The dimensions of given variables of SHM are as
Displacement, $\left[x\right]=\left[M^{0}L{T}^0\right]$
Velocity, $\left[v\right]=\left[M^{0}L{T}^{-1}\right]$
Acceleration, $\left[a\right]=\left[M^{0}L{T}^{-2}\right]$
and time period, $\left[T\right]=\left[M^0{L}^{0}T\right]$
Now, checking each option for these values for option (a)

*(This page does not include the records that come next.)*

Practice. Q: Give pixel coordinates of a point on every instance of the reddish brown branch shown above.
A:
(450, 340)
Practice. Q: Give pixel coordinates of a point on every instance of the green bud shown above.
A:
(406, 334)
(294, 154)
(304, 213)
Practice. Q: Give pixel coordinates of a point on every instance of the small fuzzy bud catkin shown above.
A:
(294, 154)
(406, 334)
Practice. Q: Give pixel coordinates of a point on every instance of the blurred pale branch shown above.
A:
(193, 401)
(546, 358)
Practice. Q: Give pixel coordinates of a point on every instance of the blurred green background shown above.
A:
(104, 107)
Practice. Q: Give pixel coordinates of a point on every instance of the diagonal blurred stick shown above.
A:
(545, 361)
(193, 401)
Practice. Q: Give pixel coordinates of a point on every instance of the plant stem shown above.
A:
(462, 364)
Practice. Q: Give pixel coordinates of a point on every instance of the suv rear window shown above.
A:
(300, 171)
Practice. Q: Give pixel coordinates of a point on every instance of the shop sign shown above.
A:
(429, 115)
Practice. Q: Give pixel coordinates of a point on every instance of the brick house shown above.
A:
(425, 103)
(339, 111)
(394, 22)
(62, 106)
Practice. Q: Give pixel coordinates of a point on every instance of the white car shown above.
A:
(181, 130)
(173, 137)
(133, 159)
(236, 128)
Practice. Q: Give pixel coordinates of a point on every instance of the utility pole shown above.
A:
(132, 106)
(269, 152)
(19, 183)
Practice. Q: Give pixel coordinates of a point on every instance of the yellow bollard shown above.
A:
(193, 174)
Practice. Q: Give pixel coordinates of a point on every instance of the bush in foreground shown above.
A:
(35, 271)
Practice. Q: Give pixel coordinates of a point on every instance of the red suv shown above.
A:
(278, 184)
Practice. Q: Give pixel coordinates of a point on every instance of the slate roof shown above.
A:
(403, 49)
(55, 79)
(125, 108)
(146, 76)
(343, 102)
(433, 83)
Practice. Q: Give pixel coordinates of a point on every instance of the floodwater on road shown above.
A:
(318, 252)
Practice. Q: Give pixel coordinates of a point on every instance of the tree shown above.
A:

$\frac{\left[a\right]\left[T\right]}{\left[x\right]}=\frac{\left[M^{0}L{T}^{-2}\right]}{\left[M^{0}L{T}^0\right]}=\left[M^0{L}^0{T}^{-1}\right]$
As it depends on time, so change with it.
For option (b),
$\left[a\right]\left[T\right]+2\pi \left[v\right]=\left[M^{0}L{T}^{-2}\right]\left[M^0{L}^{0}T\right]+\left[M^0{L}^0{T}^{-1}\right]$
= $\left[M^{0}L{T}^{-1}\right]$
It is also dependent on time and hence changes with it.
For option $\left(c\right)$ ,
$\frac{\left[a\right]\left[T\right]}{\left[v\right]}=\frac{\left[M^{0}L{T}^{-2}\right]\left[M^0{L}^{0}T\right]}{\left[M^{0}L{T}^{-1}\right]}=\left[M^0{L}^0{T}^0\right]$
As it is a constant having no dimension, so it does not change with time.
For option (d),
$\left[a\right]\left[t\right]+4{\pi }^2{\left[d\right]}^2=\left[M^{0}L{T}^{-2}\right]\left[M^0{L}^{0}T\right]+{\left[M^{0}L{T}^{-1}\right]}^2$
$=\left[L{T}^{-1}\right]+\left[L^2{T}^{-2}\right]$
As, the terms is dependent on time, so changes with it.
Also, it is dimensionally incorrect.
Hence, option $\left(c\right)$ is correct.